I've gotten the tongue and groove ones from Dynamics, and I think got at least twice that much use out of them. Which, in a school setting, still means buying new ones every few months, but for one person trying to get ready for one belt test, it would probably be fine IMO.

Oh sure, it probably would be.
On the other hand, since this particular person seems to have a mental block on pine, but blasts through plastic, they might be better off heading to Loews.
 
The only time board breaking will be important to me is the day I'm attacked by a plank of wood
 
The only time board breaking will be important to me is the day I'm attacked by a plank of wood
Like when something like this happens:

far_side-karate-web.jpg
 
Proper bone alignment, applying torque and body weight and using the natural weapons of the body correctly lead to some awesome skills. Every healthy karate man should have a variety of breaking skills he can demo to prove his insight into the leverage applied in the given technique.
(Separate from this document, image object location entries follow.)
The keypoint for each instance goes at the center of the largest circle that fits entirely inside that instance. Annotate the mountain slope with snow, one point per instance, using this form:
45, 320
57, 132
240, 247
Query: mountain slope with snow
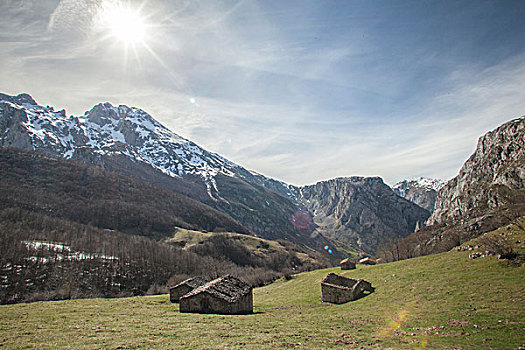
422, 191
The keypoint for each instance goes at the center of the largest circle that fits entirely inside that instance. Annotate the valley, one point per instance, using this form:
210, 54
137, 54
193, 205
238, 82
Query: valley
444, 301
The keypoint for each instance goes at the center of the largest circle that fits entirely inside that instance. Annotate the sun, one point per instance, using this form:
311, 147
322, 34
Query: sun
124, 23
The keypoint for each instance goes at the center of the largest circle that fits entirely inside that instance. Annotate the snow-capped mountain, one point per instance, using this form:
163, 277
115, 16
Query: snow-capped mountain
129, 141
421, 190
107, 129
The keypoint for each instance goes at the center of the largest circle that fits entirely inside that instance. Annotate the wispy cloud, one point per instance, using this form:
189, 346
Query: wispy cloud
301, 92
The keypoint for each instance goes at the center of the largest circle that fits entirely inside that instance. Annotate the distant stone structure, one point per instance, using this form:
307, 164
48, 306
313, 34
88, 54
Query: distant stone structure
185, 287
368, 261
347, 264
225, 295
338, 289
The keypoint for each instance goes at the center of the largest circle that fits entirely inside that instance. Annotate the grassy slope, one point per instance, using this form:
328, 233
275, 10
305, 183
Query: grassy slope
444, 301
257, 246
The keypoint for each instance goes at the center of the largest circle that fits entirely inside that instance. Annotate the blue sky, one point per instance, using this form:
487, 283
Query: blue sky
297, 90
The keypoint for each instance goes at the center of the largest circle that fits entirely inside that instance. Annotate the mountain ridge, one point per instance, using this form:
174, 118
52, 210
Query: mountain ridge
129, 141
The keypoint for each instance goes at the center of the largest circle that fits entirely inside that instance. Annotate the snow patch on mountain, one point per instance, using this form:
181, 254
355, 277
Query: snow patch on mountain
419, 182
107, 129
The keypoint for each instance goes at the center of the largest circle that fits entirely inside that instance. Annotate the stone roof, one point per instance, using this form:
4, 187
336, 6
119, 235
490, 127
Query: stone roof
193, 282
226, 287
367, 260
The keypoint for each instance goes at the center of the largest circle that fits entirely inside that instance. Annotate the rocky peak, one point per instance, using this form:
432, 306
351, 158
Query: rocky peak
360, 211
20, 99
488, 179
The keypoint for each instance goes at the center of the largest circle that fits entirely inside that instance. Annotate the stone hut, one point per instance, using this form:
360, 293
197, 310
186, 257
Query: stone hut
185, 287
338, 289
347, 264
368, 261
225, 295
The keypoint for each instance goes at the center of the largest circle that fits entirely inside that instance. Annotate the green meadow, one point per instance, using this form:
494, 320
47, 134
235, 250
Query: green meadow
444, 301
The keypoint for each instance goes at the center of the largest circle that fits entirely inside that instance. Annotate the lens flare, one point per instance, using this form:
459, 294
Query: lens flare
301, 219
396, 322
This makes it clear that if given the chance the karate practitioner can finish the opponent with one blow. If one is to have any real chance against a weapon one needs to be able to kill with one blow. (along with a few other skills) There should be a bed a nails a sledge hammer and plenty of 2X4s and cinder blocks and pine boards in any well stocked karate dojo for such training. I do not consider breaking to be an advanced art. From my stance it is an intermediate skill that is important for those who wish to be advanced martial artist.
 
Umm... why a bed of nails? I've honestly never seen any reason to lay on one of those.